Funny things always happened to Brenda Blethyn.
 She is, she says, just one of those people who seem to attract comedy to their lives.

Recently, for example, she was on the escalator in Marks & Spencer, Newcastle—where she films her title role in the hit ITV1 detective series Vera—when she was spotted by an elderly fan.

"She was so excited that she was turning round to look at me while running on the spot on the final stair," Brenda recalls. "I was thinking, Oh my Lord, she's going to go arse over tit, so I rushed forward to prop her up. I was trying to manhandle her to safety and the two of us were sort of wrestling on the stair.

"The woman was oblivious and was saying, 'Is it you, pet? Is it Vera? I love Vera. I LOVE her...always telling all those men what to do!' "

As anecdotes in celebrity interviews go, it's not one that portrays Brenda in the most glamorous of lights. But then it's not taking herself too seriously that has helped make her one of our best-loved character actors, starring in everything from Secrets & Lies to Pride & Prejudice. She's also quite content to take on frumpy but winningly down-to-earth characters like the jowly, scruffy Detective Chief Inspector Vera Stanhope who, as Brenda admits, "any woman would feel beautiful next to".


In the flesh, though, the actress is actually fine-boned and pleasingly buxom. Dressed today for our interview at ITV's London HQ in a navy linen suit and floral blouse, she's also both stylish and, at 67, enduringly pretty. The hair, mind you, is a bit
of an issue. She's just returned from shooting new cop film Enemy Camp in New Mexico and still has the unflattering steel-grey hairdo needed for the role.

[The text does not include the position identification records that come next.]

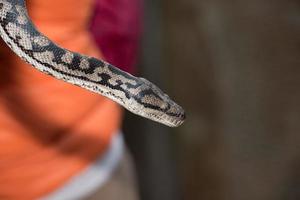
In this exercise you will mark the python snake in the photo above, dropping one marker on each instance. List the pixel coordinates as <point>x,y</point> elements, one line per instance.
<point>136,94</point>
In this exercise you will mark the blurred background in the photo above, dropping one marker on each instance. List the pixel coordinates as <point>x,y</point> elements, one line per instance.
<point>235,68</point>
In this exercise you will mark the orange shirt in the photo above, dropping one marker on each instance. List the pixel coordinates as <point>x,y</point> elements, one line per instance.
<point>50,130</point>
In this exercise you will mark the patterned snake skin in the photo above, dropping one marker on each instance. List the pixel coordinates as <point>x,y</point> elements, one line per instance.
<point>135,94</point>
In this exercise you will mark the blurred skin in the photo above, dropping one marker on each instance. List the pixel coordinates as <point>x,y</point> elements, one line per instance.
<point>50,130</point>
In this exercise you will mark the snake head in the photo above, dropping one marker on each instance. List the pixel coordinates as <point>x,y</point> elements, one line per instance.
<point>158,106</point>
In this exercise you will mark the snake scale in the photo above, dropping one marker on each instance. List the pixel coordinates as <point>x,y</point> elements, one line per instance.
<point>136,94</point>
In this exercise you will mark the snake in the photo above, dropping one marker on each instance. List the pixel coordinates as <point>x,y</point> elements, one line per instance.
<point>136,94</point>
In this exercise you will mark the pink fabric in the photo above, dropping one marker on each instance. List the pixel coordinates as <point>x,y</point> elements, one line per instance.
<point>116,27</point>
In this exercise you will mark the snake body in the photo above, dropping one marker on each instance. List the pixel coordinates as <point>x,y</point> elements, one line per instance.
<point>136,94</point>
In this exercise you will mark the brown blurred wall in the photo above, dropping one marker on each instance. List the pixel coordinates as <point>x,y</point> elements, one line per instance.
<point>235,67</point>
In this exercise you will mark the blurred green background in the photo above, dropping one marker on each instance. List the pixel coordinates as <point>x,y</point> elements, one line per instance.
<point>235,67</point>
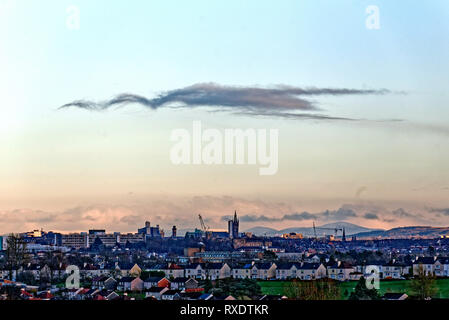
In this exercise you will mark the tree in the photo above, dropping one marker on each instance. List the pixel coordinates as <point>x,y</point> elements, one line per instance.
<point>16,253</point>
<point>325,289</point>
<point>423,285</point>
<point>361,292</point>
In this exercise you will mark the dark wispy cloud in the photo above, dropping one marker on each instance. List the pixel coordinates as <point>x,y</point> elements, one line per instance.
<point>284,101</point>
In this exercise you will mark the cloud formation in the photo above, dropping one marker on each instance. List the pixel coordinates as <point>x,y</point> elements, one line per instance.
<point>281,100</point>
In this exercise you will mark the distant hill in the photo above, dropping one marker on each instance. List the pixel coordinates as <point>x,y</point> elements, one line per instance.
<point>407,232</point>
<point>350,229</point>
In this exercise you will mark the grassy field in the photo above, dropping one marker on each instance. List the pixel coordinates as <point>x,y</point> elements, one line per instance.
<point>278,287</point>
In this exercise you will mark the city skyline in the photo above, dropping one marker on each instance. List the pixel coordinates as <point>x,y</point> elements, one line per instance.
<point>361,113</point>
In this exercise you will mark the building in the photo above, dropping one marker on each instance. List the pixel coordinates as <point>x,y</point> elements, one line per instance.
<point>75,240</point>
<point>149,231</point>
<point>340,271</point>
<point>233,227</point>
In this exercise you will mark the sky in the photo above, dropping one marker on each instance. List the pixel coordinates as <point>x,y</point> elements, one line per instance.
<point>362,113</point>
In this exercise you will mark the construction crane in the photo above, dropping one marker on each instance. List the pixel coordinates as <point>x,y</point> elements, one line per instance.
<point>322,228</point>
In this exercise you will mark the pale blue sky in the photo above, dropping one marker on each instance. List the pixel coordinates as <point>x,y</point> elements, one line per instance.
<point>58,159</point>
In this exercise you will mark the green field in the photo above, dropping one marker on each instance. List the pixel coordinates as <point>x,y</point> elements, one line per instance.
<point>278,287</point>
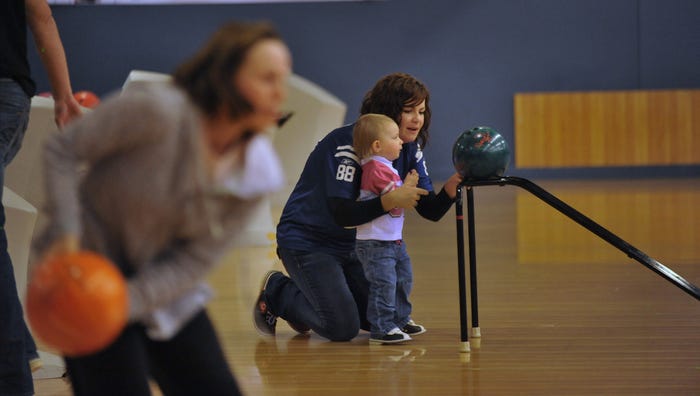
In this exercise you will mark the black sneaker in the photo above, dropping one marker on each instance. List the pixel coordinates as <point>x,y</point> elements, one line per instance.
<point>394,336</point>
<point>299,327</point>
<point>264,320</point>
<point>413,328</point>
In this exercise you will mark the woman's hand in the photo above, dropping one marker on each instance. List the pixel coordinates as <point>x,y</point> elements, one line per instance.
<point>411,179</point>
<point>451,185</point>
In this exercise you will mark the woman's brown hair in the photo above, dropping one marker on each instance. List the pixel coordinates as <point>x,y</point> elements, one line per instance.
<point>392,93</point>
<point>208,77</point>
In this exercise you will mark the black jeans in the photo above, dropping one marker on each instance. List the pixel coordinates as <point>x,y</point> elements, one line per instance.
<point>191,363</point>
<point>16,343</point>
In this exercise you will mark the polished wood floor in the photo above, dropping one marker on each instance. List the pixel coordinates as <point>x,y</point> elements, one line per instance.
<point>561,311</point>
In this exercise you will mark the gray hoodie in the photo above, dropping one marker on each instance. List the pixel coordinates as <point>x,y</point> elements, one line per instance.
<point>131,180</point>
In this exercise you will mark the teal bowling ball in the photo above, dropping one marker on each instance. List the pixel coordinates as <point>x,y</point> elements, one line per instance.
<point>481,153</point>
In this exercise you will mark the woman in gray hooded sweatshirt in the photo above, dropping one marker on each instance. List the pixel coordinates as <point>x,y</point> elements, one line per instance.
<point>161,180</point>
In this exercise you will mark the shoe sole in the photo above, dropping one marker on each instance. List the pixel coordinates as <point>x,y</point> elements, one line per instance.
<point>417,333</point>
<point>384,342</point>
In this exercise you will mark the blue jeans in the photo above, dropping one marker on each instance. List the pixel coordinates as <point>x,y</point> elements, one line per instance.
<point>326,292</point>
<point>16,343</point>
<point>387,267</point>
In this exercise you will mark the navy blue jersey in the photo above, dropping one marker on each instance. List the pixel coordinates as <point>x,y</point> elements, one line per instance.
<point>333,170</point>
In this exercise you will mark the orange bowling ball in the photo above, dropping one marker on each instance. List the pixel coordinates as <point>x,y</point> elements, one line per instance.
<point>87,99</point>
<point>77,303</point>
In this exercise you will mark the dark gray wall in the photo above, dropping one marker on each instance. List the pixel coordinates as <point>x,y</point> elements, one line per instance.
<point>473,54</point>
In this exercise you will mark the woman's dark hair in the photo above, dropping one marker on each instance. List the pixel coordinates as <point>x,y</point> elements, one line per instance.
<point>392,93</point>
<point>208,77</point>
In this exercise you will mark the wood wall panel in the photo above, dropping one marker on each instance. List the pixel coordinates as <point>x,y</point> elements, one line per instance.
<point>607,128</point>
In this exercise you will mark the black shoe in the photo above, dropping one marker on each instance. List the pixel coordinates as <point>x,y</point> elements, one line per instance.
<point>413,328</point>
<point>263,319</point>
<point>394,336</point>
<point>299,327</point>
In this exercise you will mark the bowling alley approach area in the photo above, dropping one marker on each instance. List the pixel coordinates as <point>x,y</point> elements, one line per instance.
<point>561,311</point>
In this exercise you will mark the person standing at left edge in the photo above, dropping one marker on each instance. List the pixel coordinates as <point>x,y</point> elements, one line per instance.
<point>17,348</point>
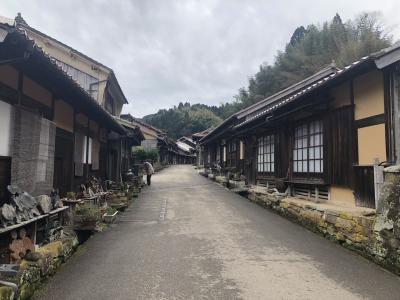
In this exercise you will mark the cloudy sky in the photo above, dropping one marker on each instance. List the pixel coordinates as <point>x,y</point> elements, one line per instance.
<point>168,51</point>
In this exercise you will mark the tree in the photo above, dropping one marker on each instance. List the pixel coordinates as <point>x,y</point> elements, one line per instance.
<point>309,49</point>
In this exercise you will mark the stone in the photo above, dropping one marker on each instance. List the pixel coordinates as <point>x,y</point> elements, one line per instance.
<point>392,169</point>
<point>8,213</point>
<point>33,256</point>
<point>344,224</point>
<point>329,218</point>
<point>44,203</point>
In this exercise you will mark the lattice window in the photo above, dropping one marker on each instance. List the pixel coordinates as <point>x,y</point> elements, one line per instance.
<point>266,154</point>
<point>308,148</point>
<point>232,153</point>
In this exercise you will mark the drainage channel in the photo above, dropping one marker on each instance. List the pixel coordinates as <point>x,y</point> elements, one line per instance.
<point>163,211</point>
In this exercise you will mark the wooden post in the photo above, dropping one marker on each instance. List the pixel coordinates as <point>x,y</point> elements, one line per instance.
<point>378,180</point>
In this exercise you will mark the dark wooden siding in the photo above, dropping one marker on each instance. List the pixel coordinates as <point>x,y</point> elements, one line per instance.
<point>364,190</point>
<point>340,140</point>
<point>5,178</point>
<point>282,152</point>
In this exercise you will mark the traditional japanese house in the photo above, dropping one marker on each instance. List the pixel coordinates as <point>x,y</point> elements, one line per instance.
<point>196,137</point>
<point>53,128</point>
<point>323,138</point>
<point>154,138</point>
<point>132,138</point>
<point>47,130</point>
<point>101,84</point>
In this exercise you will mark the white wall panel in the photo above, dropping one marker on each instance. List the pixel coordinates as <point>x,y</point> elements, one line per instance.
<point>5,128</point>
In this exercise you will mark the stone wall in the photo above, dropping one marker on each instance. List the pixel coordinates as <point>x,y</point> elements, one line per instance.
<point>37,267</point>
<point>357,230</point>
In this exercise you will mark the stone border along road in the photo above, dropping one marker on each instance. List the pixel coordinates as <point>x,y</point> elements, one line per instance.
<point>212,244</point>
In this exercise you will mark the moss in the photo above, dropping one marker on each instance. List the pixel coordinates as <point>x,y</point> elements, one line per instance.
<point>6,293</point>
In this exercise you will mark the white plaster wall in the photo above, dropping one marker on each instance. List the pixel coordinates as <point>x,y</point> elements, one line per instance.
<point>5,128</point>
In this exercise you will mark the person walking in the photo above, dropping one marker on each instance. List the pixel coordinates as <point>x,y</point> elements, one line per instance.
<point>149,170</point>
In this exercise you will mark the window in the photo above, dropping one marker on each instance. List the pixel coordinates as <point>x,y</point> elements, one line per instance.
<point>109,105</point>
<point>218,154</point>
<point>266,154</point>
<point>308,148</point>
<point>232,153</point>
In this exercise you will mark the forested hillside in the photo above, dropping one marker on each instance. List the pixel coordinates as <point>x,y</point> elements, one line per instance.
<point>309,49</point>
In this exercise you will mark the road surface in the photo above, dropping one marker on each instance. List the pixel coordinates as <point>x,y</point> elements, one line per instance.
<point>188,238</point>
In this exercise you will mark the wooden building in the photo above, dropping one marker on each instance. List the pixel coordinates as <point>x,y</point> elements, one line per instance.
<point>168,150</point>
<point>323,138</point>
<point>54,133</point>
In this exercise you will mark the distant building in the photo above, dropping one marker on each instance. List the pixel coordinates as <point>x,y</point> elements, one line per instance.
<point>323,138</point>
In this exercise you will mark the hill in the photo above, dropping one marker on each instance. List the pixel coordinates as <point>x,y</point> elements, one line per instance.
<point>309,49</point>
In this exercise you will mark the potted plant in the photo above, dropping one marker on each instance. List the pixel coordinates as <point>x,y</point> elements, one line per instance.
<point>87,216</point>
<point>110,215</point>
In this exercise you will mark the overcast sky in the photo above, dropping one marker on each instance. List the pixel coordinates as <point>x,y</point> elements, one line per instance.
<point>164,52</point>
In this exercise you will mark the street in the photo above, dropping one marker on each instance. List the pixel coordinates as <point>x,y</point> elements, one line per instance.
<point>186,237</point>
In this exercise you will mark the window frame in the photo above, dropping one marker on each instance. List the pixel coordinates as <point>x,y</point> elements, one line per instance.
<point>268,147</point>
<point>309,149</point>
<point>232,149</point>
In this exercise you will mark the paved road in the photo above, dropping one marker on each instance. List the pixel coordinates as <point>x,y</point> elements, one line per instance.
<point>188,238</point>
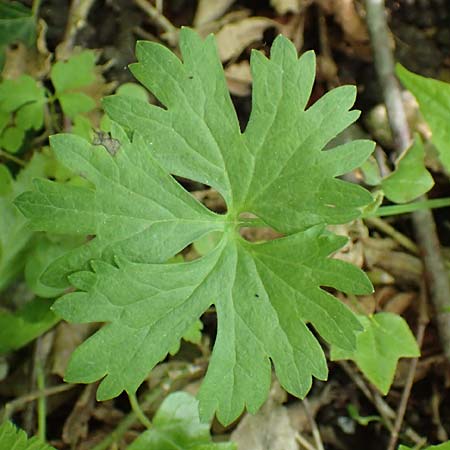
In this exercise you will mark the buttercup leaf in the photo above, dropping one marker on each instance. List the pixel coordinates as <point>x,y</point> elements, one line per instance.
<point>177,425</point>
<point>386,338</point>
<point>433,97</point>
<point>138,217</point>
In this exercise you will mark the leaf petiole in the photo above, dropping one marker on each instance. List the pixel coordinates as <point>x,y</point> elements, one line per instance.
<point>138,411</point>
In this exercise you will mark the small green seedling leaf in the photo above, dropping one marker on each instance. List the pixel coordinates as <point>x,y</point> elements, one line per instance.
<point>67,86</point>
<point>77,72</point>
<point>410,179</point>
<point>21,327</point>
<point>13,438</point>
<point>11,139</point>
<point>433,97</point>
<point>177,425</point>
<point>139,216</point>
<point>385,339</point>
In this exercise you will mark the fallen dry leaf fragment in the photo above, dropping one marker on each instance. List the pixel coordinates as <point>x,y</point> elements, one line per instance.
<point>269,429</point>
<point>286,6</point>
<point>208,10</point>
<point>239,78</point>
<point>234,38</point>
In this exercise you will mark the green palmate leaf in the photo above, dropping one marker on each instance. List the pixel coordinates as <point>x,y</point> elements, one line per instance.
<point>66,84</point>
<point>177,425</point>
<point>410,179</point>
<point>13,438</point>
<point>386,338</point>
<point>83,65</point>
<point>21,327</point>
<point>15,235</point>
<point>139,216</point>
<point>433,97</point>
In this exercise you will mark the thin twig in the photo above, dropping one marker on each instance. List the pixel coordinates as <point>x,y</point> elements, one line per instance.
<point>423,321</point>
<point>437,279</point>
<point>303,442</point>
<point>314,427</point>
<point>18,403</point>
<point>78,13</point>
<point>388,229</point>
<point>41,402</point>
<point>385,411</point>
<point>160,20</point>
<point>149,399</point>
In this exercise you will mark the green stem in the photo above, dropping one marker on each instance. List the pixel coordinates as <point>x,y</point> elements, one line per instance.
<point>248,222</point>
<point>409,207</point>
<point>138,411</point>
<point>42,407</point>
<point>35,8</point>
<point>12,158</point>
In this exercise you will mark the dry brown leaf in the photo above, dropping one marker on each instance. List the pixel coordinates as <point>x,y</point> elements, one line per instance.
<point>239,78</point>
<point>347,16</point>
<point>269,429</point>
<point>234,38</point>
<point>286,6</point>
<point>208,10</point>
<point>400,302</point>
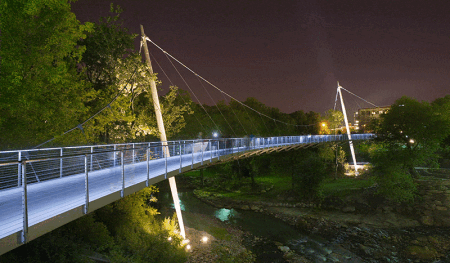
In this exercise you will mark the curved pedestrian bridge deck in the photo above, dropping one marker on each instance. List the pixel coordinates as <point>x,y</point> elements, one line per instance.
<point>41,190</point>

But she has an appointment at Daniel Galvin to get the brunette reinstated the moment our interview's over.

Despite not quite sharing Vera's love of jumble-sale chic, Brenda's grown very fond of the character, who solves Northumbrian murders with dogged determination and intuition.

"I'd love her as a mate; to be able to call her up and go out for a drink," she says. "We have a similar sense of humour, and I hope that I share her kindness because I do think she has a very good heart."

There are times even now, after all these years, when I still feel I'm a total beginner. 

Brenda received an OBE for her acting in 2003, and Oscar nominations for Secrets & Lies and Little Voice, but doesn't have the same amount of confidence as the detective (whom colleagues call Mussolini).

"There are times even now, after all these years, when I still feel I'm a total beginner. But Michael [Mayhew, her husband] always says to me, 'Well, it's a lot better than thinking you know it all, isn't it?'

"I can get in a right mood sometimes," she adds. Those times coincide, perhaps, with being overtired or taking on the negative elements of a character she's playing.

"Michael will say, 'Come on. Would you like me to grill you some chicken or a bit of fish? It's only a film, you know. Ninety per cent of people in the world probably haven't even seen one. Lighten up!' He'll make me laugh and I instantly feel better."
It's just as well that making Vera, which returns for its third series this month, is such a happy experience. "It's got to the point now where it feels like family. The same cast and crew return each year."

It's enduringly popular too—Brenda finds it particularly satisfying that
police officers tell her they like its authenticity—and ITV has already commissioned a fourth series, which is filming this summer. It does, however, take five months to make, during which time Brenda stays in Newcastle. It's a long time to be separated from her real loved ones and, unlike Vera, who's "a complete loner, but never lonely", Brenda needs the company of others.

"So this time around, instead of staying in a hotel, I'm renting an apartment so that Michael and other members of my family can come and stay," she says. "I'm really looking forward to it."